Willingness to utilize two reliable forms of contraception (for both males and females of childbearing potential) from screening to at least six months after the completion of the study.

Exclusion Criteria:

< 2 log decline in HCV-RNA at Week 12 but > 2 log decline at any time from Week 12 to Week 24 during prior therapy with pegylated interferon and ribavirin (prior standard of care therapy)

Decompensated or severe liver disease defined by one or more of the following criteria:

Prothrombin time 4 seconds > control or INR > 1.2

Total bilirubin ≥ 1.5 mg/dL or direct bilirubin ≥ 1 mg/dL

Serum albumin below normal limits

AST or ALT > 5 x ULN at screening

Presence of ascites

Hepatic encephalopathy

Hepatocellular carcinoma (HCC) or suspicion of HCC clinically or on ultrasound (or other imaging techniques)

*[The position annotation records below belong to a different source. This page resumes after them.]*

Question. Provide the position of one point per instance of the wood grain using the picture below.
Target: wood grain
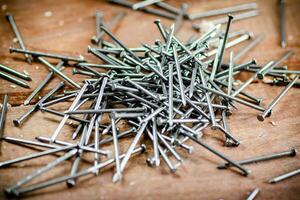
(68, 32)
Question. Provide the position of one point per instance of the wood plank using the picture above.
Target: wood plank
(198, 178)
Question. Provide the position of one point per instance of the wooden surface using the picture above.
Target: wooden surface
(68, 31)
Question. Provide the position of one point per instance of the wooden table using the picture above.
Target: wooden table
(68, 31)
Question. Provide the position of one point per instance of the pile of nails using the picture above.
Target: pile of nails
(168, 92)
(165, 10)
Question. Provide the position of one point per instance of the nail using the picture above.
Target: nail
(267, 111)
(243, 170)
(29, 142)
(54, 112)
(42, 84)
(3, 116)
(49, 55)
(237, 17)
(161, 29)
(111, 24)
(248, 47)
(63, 121)
(153, 114)
(13, 80)
(253, 194)
(21, 119)
(15, 73)
(250, 80)
(230, 18)
(107, 110)
(233, 98)
(145, 3)
(41, 170)
(276, 64)
(178, 70)
(180, 16)
(208, 101)
(132, 145)
(284, 176)
(71, 182)
(230, 78)
(146, 9)
(227, 10)
(155, 142)
(282, 22)
(14, 26)
(59, 73)
(64, 178)
(36, 155)
(193, 78)
(292, 152)
(118, 174)
(141, 88)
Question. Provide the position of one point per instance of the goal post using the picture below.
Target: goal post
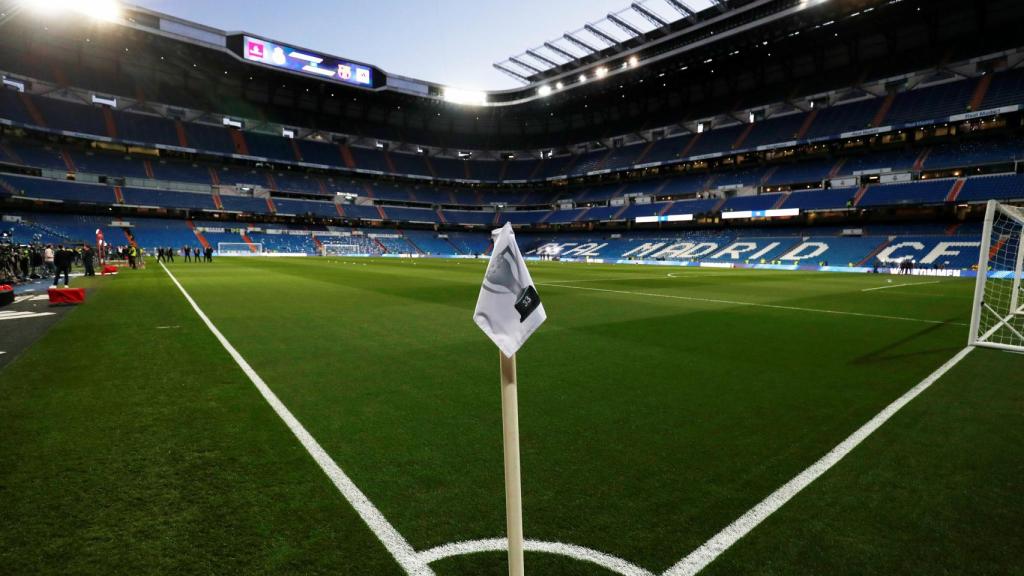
(239, 248)
(333, 249)
(997, 316)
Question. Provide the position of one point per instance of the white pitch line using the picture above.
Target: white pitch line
(758, 304)
(700, 558)
(608, 562)
(392, 540)
(900, 285)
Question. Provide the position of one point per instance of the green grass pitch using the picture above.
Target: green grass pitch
(654, 411)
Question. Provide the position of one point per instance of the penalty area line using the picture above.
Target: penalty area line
(403, 553)
(757, 304)
(900, 286)
(700, 558)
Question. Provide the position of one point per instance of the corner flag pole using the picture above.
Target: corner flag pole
(513, 487)
(508, 311)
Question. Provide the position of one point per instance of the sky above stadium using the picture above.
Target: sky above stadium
(454, 42)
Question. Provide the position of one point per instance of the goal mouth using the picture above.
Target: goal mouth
(334, 249)
(240, 248)
(997, 316)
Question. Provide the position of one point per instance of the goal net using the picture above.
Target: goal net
(239, 248)
(997, 318)
(343, 250)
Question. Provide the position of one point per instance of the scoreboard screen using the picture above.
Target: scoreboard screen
(279, 55)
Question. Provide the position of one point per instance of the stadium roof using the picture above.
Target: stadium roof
(747, 53)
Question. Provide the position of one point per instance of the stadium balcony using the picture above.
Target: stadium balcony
(814, 200)
(921, 193)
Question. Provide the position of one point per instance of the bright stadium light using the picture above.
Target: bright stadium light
(459, 95)
(109, 10)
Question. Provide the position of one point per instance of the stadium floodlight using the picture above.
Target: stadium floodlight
(463, 96)
(108, 10)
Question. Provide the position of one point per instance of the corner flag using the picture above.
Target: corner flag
(508, 311)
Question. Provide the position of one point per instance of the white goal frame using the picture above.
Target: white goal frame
(997, 317)
(239, 249)
(342, 249)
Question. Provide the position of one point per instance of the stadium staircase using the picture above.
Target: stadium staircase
(414, 245)
(806, 126)
(742, 136)
(179, 127)
(68, 160)
(199, 235)
(34, 113)
(248, 241)
(644, 153)
(839, 166)
(9, 152)
(346, 156)
(860, 195)
(241, 146)
(954, 192)
(883, 112)
(112, 126)
(686, 151)
(919, 164)
(430, 166)
(871, 255)
(10, 189)
(980, 91)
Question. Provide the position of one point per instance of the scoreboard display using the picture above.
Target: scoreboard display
(304, 62)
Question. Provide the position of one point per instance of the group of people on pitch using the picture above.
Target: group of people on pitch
(190, 254)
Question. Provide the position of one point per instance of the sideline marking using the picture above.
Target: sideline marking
(608, 562)
(901, 285)
(394, 542)
(758, 304)
(711, 549)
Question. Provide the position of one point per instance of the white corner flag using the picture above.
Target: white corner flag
(508, 311)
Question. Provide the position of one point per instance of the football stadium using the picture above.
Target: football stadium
(718, 287)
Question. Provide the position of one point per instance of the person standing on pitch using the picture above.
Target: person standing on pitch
(62, 259)
(87, 260)
(48, 264)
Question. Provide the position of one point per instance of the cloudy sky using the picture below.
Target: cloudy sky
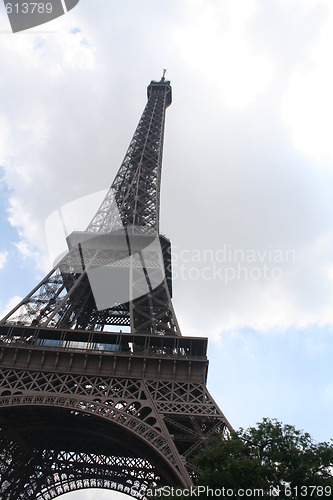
(247, 175)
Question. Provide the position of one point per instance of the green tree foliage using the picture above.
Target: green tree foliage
(269, 455)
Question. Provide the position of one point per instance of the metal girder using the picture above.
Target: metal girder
(83, 403)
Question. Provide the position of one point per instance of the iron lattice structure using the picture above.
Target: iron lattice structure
(82, 402)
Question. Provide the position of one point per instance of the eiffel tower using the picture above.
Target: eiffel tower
(98, 387)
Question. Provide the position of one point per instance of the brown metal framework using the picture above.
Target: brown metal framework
(83, 404)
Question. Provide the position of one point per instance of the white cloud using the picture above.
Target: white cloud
(3, 259)
(215, 42)
(307, 106)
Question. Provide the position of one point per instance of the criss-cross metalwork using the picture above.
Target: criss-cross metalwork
(98, 388)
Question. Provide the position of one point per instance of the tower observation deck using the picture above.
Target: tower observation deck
(98, 388)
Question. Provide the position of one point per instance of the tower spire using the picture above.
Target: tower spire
(97, 386)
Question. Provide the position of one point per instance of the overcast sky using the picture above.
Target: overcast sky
(247, 175)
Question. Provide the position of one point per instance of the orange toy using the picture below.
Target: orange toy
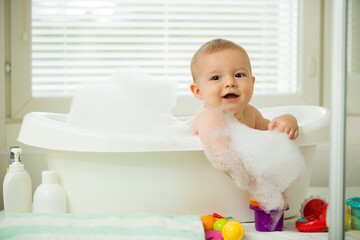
(208, 222)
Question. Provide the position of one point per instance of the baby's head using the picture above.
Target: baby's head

Clinically significant ocular findings such as retinopathy, cotton wool spots, optic nerve disorder, retinal hemorrhage, or other abnormality

Known history or presence of human immunodeficiency virus (HIV) infection

Co-infection with hepatitis B virus (HBV)

If female: pregnant, lactating, or positive serum or urine pregnancy test

Male partners of women who are currently pregnant 10 Renal impairment (creatinine > 1.2 x ULN), serum creatinine clearance < 50 mL/min, or hepatorenal syndrome with ascites

Hospitalization for liver disease within 60 days of screening

History of alcohol abuse (> 50 g per day) within the past year

History of severe psychiatric disease, especially depression, characterized by:

Suicide attempt

Hospitalization for psychiatric disease

Period of disability as a result of psychiatric disease

Prior exposure to CTS-1027

Patients who qualify as a null-responder based on treatment(s) other than pegylated interferon and ribavirin

History or presence of clinically concerning cardiac arrhythmias or prolongation of pre-dose QTc interval of > 450 milliseconds

History of or current autoimmune disease

Diagnosis of or symptoms suggestive of fibromyalgia

Currently on liver transplantation waiting list or recipient of any organ transplant

Other concomitant disease or condition likely to significantly decrease life expectancy (e.g., moderate to severe congestive heart failure) or any malignancy other than curatively treated skin cancer (basal cell or squamous cell carcinomas), unless adequately treated or in complete remission for five or more years

Exposure to any other investigational treatment for any aspect of disease associated with HCV during the past 6 months

Exposure to any investigational drug or device within 30 days of dosing, or scheduled receipt of another investigational drug or device during the course of this study.